Labile complexes facilitate cadmium uptake by Caco-2 cells.

机构信息

Division of Soil and Water Management, K.U.Leuven, Kasteelpark Arenberg 20, Box 2459, 3001 Heverlee, Belgium.

出版信息

Sci Total Environ. 2012 Jun 1;426:90-9. doi: 10.1016/j.scitotenv.2012.03.044. Epub 2012 Apr 12.

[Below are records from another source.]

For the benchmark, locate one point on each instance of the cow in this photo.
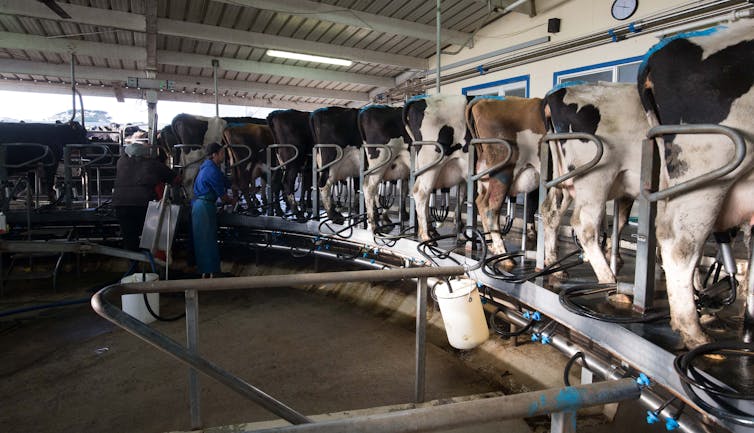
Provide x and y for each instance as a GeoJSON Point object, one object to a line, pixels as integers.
{"type": "Point", "coordinates": [53, 136]}
{"type": "Point", "coordinates": [339, 126]}
{"type": "Point", "coordinates": [380, 124]}
{"type": "Point", "coordinates": [199, 130]}
{"type": "Point", "coordinates": [518, 121]}
{"type": "Point", "coordinates": [257, 138]}
{"type": "Point", "coordinates": [704, 77]}
{"type": "Point", "coordinates": [612, 112]}
{"type": "Point", "coordinates": [437, 118]}
{"type": "Point", "coordinates": [292, 127]}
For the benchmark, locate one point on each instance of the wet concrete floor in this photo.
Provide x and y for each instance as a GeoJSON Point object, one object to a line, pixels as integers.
{"type": "Point", "coordinates": [67, 369]}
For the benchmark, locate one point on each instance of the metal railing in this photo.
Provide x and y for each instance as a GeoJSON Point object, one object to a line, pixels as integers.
{"type": "Point", "coordinates": [735, 137]}
{"type": "Point", "coordinates": [190, 356]}
{"type": "Point", "coordinates": [583, 168]}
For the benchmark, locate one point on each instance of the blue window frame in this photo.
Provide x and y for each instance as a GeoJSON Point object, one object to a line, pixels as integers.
{"type": "Point", "coordinates": [623, 70]}
{"type": "Point", "coordinates": [516, 86]}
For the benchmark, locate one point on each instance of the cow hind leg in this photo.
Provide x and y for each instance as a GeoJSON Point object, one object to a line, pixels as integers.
{"type": "Point", "coordinates": [553, 208]}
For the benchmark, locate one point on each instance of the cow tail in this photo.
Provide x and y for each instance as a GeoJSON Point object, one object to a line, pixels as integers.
{"type": "Point", "coordinates": [361, 127]}
{"type": "Point", "coordinates": [470, 124]}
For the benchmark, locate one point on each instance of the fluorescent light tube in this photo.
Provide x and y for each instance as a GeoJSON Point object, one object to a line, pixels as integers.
{"type": "Point", "coordinates": [309, 58]}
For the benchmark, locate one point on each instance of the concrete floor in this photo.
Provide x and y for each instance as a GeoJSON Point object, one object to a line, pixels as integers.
{"type": "Point", "coordinates": [67, 369]}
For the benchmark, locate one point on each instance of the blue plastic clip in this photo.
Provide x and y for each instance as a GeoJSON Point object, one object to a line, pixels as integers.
{"type": "Point", "coordinates": [652, 417]}
{"type": "Point", "coordinates": [643, 380]}
{"type": "Point", "coordinates": [612, 34]}
{"type": "Point", "coordinates": [671, 424]}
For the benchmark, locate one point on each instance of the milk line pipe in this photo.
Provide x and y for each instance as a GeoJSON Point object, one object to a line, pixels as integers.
{"type": "Point", "coordinates": [480, 411]}
{"type": "Point", "coordinates": [648, 398]}
{"type": "Point", "coordinates": [192, 287]}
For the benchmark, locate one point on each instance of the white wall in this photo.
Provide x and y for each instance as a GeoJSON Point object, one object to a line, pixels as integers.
{"type": "Point", "coordinates": [578, 18]}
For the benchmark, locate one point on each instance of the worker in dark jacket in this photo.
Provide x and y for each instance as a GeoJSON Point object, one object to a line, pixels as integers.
{"type": "Point", "coordinates": [209, 186]}
{"type": "Point", "coordinates": [136, 176]}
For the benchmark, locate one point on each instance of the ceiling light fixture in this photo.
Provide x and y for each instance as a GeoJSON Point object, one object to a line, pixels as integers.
{"type": "Point", "coordinates": [309, 58]}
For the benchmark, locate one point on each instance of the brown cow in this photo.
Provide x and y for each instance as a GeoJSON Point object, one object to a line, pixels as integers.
{"type": "Point", "coordinates": [520, 122]}
{"type": "Point", "coordinates": [243, 177]}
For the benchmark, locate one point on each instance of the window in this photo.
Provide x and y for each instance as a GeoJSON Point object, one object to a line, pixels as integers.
{"type": "Point", "coordinates": [622, 71]}
{"type": "Point", "coordinates": [516, 86]}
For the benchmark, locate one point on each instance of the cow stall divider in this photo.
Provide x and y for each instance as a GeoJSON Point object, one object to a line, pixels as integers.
{"type": "Point", "coordinates": [84, 161]}
{"type": "Point", "coordinates": [270, 171]}
{"type": "Point", "coordinates": [28, 164]}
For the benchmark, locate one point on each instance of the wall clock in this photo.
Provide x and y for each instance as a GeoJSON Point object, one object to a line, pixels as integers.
{"type": "Point", "coordinates": [623, 9]}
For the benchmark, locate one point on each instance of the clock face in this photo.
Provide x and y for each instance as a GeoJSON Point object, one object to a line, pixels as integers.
{"type": "Point", "coordinates": [623, 9]}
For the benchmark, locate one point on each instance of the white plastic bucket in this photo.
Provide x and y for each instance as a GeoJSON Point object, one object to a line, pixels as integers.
{"type": "Point", "coordinates": [462, 314]}
{"type": "Point", "coordinates": [134, 304]}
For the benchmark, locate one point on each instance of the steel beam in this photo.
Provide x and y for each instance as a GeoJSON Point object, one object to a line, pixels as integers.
{"type": "Point", "coordinates": [469, 413]}
{"type": "Point", "coordinates": [21, 41]}
{"type": "Point", "coordinates": [355, 18]}
{"type": "Point", "coordinates": [134, 22]}
{"type": "Point", "coordinates": [26, 67]}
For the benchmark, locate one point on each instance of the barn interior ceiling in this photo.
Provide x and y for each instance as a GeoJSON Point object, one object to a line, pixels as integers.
{"type": "Point", "coordinates": [109, 41]}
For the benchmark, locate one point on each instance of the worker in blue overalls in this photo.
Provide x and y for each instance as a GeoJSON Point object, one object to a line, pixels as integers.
{"type": "Point", "coordinates": [209, 186]}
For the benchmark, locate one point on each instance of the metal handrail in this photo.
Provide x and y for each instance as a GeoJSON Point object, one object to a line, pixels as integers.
{"type": "Point", "coordinates": [284, 163]}
{"type": "Point", "coordinates": [187, 146]}
{"type": "Point", "coordinates": [734, 135]}
{"type": "Point", "coordinates": [497, 166]}
{"type": "Point", "coordinates": [244, 159]}
{"type": "Point", "coordinates": [389, 159]}
{"type": "Point", "coordinates": [582, 169]}
{"type": "Point", "coordinates": [44, 155]}
{"type": "Point", "coordinates": [105, 152]}
{"type": "Point", "coordinates": [338, 151]}
{"type": "Point", "coordinates": [106, 309]}
{"type": "Point", "coordinates": [432, 164]}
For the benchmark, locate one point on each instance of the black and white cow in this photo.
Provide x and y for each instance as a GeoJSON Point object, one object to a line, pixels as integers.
{"type": "Point", "coordinates": [381, 124]}
{"type": "Point", "coordinates": [439, 118]}
{"type": "Point", "coordinates": [336, 125]}
{"type": "Point", "coordinates": [612, 112]}
{"type": "Point", "coordinates": [292, 127]}
{"type": "Point", "coordinates": [700, 77]}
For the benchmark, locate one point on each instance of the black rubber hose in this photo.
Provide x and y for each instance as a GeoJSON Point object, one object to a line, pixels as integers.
{"type": "Point", "coordinates": [507, 334]}
{"type": "Point", "coordinates": [569, 364]}
{"type": "Point", "coordinates": [683, 365]}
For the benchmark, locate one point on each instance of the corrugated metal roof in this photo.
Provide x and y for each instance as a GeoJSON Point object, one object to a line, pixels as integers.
{"type": "Point", "coordinates": [288, 82]}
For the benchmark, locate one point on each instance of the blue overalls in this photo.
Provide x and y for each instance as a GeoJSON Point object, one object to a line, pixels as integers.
{"type": "Point", "coordinates": [210, 184]}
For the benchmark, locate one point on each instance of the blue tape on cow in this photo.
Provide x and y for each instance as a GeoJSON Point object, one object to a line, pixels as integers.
{"type": "Point", "coordinates": [686, 35]}
{"type": "Point", "coordinates": [612, 34]}
{"type": "Point", "coordinates": [566, 84]}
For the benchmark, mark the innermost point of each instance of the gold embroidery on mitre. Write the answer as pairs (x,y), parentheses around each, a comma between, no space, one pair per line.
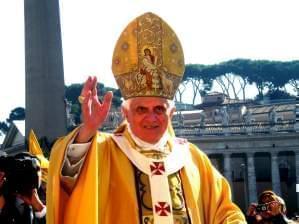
(148,59)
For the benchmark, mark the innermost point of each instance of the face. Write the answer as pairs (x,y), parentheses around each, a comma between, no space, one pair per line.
(147,52)
(148,117)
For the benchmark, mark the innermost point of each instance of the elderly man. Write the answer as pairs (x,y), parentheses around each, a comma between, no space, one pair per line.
(141,173)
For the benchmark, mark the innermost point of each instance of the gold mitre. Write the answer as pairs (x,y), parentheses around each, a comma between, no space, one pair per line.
(148,59)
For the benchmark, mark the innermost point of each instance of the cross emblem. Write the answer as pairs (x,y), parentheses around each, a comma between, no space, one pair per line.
(157,168)
(162,208)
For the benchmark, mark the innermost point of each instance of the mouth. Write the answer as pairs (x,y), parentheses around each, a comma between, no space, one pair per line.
(150,127)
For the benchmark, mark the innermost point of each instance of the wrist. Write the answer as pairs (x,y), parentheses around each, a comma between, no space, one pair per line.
(38,206)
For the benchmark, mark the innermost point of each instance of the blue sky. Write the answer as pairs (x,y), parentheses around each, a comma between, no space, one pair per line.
(210,31)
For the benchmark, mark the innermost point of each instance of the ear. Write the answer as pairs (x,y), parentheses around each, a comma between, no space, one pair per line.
(172,112)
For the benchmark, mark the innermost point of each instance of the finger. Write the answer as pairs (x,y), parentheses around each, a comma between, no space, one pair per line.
(87,86)
(85,107)
(94,86)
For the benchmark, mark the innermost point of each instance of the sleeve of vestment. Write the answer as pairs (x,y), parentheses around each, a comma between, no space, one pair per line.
(73,161)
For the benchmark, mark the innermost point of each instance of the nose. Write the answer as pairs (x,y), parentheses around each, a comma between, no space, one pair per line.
(151,116)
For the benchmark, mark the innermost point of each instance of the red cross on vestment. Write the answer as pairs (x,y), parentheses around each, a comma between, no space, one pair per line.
(162,208)
(157,168)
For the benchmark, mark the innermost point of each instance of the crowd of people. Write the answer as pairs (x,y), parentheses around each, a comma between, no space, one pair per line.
(142,173)
(20,180)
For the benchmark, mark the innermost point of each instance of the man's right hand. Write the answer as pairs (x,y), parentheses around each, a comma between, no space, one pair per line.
(94,112)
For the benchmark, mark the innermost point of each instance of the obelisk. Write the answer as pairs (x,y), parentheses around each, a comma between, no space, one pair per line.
(45,107)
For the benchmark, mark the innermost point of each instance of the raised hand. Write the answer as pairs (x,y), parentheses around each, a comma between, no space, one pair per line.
(94,112)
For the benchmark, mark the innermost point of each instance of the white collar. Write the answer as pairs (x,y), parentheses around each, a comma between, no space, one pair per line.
(145,146)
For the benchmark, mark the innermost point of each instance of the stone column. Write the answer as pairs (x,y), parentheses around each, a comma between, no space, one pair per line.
(45,106)
(275,174)
(251,178)
(297,175)
(227,168)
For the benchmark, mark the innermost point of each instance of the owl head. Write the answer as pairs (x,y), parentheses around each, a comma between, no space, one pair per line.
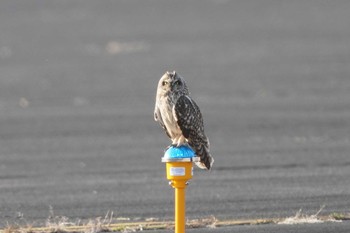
(173,83)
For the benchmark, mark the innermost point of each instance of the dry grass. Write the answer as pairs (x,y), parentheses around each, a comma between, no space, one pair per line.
(108,223)
(301,218)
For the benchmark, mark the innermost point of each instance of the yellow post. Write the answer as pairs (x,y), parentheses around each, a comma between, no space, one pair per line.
(179,170)
(180,207)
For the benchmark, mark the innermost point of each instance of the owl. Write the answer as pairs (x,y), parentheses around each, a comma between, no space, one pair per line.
(181,118)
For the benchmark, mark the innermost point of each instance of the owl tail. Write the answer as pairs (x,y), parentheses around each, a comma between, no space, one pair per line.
(206,160)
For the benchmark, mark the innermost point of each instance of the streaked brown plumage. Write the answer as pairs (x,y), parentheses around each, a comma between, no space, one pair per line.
(180,117)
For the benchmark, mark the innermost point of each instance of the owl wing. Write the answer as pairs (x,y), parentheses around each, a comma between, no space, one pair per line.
(190,121)
(188,116)
(158,117)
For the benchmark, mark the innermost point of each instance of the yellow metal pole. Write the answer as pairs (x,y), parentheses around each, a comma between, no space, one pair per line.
(179,169)
(180,206)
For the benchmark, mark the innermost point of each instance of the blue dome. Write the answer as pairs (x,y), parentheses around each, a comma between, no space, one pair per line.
(181,152)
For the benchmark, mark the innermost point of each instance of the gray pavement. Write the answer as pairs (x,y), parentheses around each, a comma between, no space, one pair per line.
(77,88)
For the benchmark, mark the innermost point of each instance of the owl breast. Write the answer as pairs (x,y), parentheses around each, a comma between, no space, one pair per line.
(169,120)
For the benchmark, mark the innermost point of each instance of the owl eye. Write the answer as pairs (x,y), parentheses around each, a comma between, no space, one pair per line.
(177,83)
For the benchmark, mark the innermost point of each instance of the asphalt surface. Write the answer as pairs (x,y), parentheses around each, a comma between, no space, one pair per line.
(77,89)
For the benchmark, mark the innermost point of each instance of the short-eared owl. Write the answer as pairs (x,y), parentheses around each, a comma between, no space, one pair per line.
(180,117)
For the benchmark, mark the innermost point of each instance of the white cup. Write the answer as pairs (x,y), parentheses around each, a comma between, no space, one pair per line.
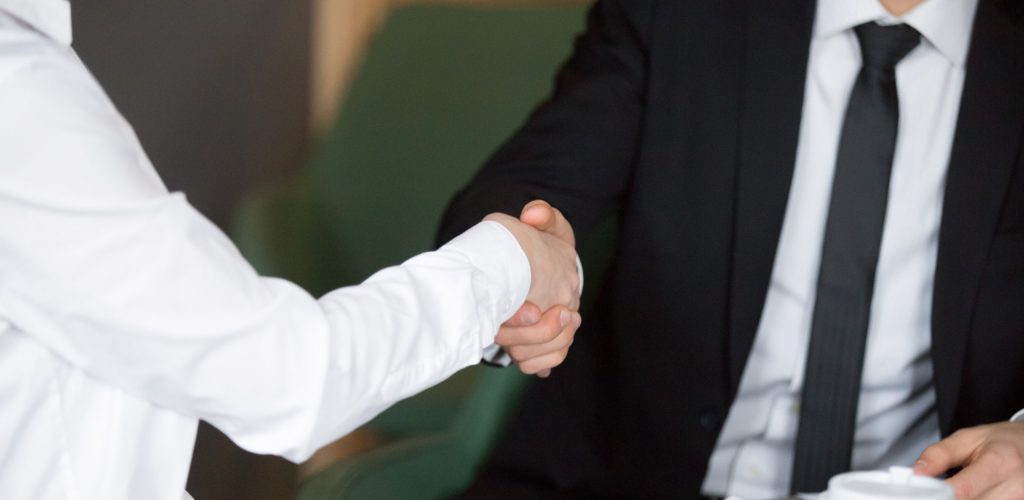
(897,484)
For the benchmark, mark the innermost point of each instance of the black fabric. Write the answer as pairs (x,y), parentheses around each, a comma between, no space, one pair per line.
(849,259)
(683,116)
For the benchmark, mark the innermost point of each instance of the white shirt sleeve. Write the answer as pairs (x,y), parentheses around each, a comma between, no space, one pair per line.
(131,285)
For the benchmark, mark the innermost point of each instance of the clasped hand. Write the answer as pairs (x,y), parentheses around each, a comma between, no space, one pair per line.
(991,457)
(539,335)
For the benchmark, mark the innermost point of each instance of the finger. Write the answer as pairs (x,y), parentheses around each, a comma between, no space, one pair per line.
(1013,488)
(528,314)
(547,362)
(546,330)
(538,213)
(543,216)
(561,341)
(984,472)
(951,452)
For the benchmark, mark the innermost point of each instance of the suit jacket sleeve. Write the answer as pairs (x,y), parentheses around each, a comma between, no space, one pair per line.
(577,149)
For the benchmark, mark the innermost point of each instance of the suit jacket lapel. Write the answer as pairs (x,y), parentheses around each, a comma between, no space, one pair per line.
(777,46)
(986,142)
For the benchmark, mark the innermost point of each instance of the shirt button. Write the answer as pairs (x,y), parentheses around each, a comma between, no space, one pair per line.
(711,418)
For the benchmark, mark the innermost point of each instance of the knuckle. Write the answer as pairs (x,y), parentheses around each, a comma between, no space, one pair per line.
(528,368)
(963,492)
(965,433)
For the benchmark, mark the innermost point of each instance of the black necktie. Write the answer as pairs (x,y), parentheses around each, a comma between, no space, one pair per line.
(849,257)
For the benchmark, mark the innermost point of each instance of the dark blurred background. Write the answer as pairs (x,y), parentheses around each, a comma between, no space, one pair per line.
(307,130)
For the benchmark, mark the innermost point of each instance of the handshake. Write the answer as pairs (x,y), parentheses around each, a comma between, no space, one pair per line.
(539,335)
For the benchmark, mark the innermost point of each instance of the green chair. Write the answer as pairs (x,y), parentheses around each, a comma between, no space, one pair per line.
(440,87)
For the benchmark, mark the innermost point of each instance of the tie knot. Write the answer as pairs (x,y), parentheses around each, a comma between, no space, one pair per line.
(883,46)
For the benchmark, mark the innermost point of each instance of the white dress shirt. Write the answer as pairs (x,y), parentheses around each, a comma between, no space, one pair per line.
(126,317)
(896,417)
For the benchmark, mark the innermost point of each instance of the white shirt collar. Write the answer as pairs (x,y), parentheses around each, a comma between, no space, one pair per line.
(51,17)
(943,24)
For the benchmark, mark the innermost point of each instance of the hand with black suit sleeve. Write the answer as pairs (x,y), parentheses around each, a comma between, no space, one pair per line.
(991,457)
(539,340)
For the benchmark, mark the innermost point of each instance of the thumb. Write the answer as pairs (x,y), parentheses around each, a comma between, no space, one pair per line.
(951,452)
(527,315)
(543,216)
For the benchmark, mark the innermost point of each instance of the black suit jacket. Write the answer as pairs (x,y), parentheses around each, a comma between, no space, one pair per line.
(682,116)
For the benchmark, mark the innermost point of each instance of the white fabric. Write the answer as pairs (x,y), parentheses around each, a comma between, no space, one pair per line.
(126,317)
(896,416)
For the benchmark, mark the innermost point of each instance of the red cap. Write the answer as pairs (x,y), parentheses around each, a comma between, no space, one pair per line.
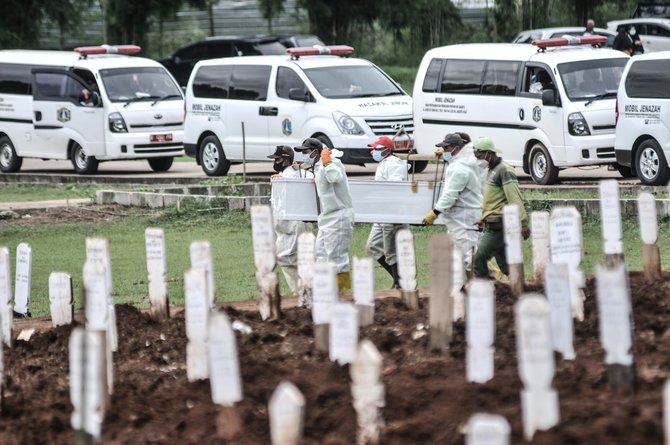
(384,141)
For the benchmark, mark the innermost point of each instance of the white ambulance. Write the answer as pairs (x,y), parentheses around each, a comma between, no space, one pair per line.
(243,107)
(547,106)
(91,105)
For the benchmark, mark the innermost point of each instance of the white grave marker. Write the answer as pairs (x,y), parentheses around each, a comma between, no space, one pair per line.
(60,298)
(287,415)
(24,264)
(368,393)
(480,331)
(154,240)
(487,429)
(343,333)
(539,402)
(364,290)
(557,288)
(197,317)
(306,242)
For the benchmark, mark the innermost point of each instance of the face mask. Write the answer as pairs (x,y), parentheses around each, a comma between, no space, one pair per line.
(377,155)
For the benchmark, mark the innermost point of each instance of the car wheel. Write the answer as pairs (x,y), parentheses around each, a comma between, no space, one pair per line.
(650,163)
(10,162)
(161,164)
(83,164)
(212,158)
(542,168)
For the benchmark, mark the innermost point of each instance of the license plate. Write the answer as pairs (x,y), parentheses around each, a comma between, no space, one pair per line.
(161,137)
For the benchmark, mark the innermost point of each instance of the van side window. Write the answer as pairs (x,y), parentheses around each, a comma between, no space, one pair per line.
(648,79)
(463,76)
(212,82)
(430,82)
(15,79)
(250,82)
(287,79)
(500,78)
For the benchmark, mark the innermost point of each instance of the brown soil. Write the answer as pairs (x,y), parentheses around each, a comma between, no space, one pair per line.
(428,398)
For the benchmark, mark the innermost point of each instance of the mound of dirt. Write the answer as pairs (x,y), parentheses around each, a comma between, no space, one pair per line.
(428,399)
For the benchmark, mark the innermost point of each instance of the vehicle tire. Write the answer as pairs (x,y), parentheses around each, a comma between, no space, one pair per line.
(212,158)
(650,163)
(162,164)
(542,168)
(84,165)
(10,162)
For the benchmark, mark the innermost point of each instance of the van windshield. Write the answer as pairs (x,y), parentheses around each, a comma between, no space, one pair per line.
(347,82)
(589,79)
(137,83)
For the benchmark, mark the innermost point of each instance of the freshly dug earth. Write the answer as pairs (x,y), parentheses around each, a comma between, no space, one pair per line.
(428,399)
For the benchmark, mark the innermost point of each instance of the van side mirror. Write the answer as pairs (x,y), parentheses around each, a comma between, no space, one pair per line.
(298,94)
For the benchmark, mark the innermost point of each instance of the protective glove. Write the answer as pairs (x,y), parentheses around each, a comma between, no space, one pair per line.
(430,218)
(326,156)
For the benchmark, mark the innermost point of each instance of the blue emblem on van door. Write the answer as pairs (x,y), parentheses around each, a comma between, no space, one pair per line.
(537,114)
(286,126)
(63,114)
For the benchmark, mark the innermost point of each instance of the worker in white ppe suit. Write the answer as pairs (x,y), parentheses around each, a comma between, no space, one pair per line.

DOI:10.1016/j.scitotenv.2012.03.044
PMID:22503671
Abstract

The Free Ion Activity Model (FIAM) predicts that metal uptake in biota is related to the free ion activity in the external solution and that metal complexes do not contribute. However, studies with plants have shown that labile metal complexes enhance metal bioavailability when the uptake is rate-limited by transport of the free ion in solution to the uptake site. Here, the role of labile complexes of Cd on metal bioavailability was assessed using Caco-2 cells, the cell model for intestinal absorption. At low Cd(2+) concentration (1 nM), the CdCl(n)(2-n) complexes contributed to the uptake almost to the same extent as the free ion. At large Cd(2+) concentration (10 μM), the contribution of the complexes was much smaller. At constant Cd(2+) concentration, Cd intake in the cells from solutions containing synthetic ligands such as EDTA increased as the dissociation rate of the cadmium complexes increased, and correlated well with the Cd diffusion flux in solution measured with the Diffusive Gradient in Thin Films technique (DGT). The Cd intake fluxes in the cells were well predicted assuming that the specific uptake is limited by diffusion of the free Cd(2+) ion to the cell surface. Our results underline that speciation of Cd has a major effect on its uptake by intestinal cells, but the availability is not simply related to the free ion concentration. Labile complexes of Cd enhance metal bioavailability in these cells, likely by alleviating diffusive limitations.

摘要

自由离子活度模型(FIAM)预测生物体内金属的摄取与外部溶液中的自由离子活度有关,而金属配合物没有贡献。然而,植物研究表明,当摄取受到溶液中自由离子向摄取部位运输的限制时,不稳定的金属配合物可增强金属的生物利用度。在这里,使用 Caco-2 细胞(肠吸收的细胞模型)评估了 Cd 的不稳定配合物对金属生物利用度的作用。在低 Cd(2+)浓度(1 nM)下,CdCl(n)(2-n)配合物对摄取的贡献几乎与自由离子相同。在大 Cd(2+)浓度(10 μM)下,配合物的贡献要小得多。在恒定的 Cd(2+)浓度下,来自含有 EDTA 等合成配体的溶液中的细胞 Cd 摄入量随着镉配合物的离解速率增加而增加,并且与用薄膜扩散梯度技术(DGT)测量的溶液中 Cd 扩散通量很好地相关。假设特定的摄取受到向细胞表面扩散的自由 Cd(2+)离子的限制,那么细胞中的 Cd 摄取通量可以很好地预测。我们的结果强调了 Cd 的形态对肠细胞摄取的影响很大,但可用性与自由离子浓度无关。Cd 的不稳定配合物通过减轻扩散限制,增强了这些细胞中金属的生物利用度。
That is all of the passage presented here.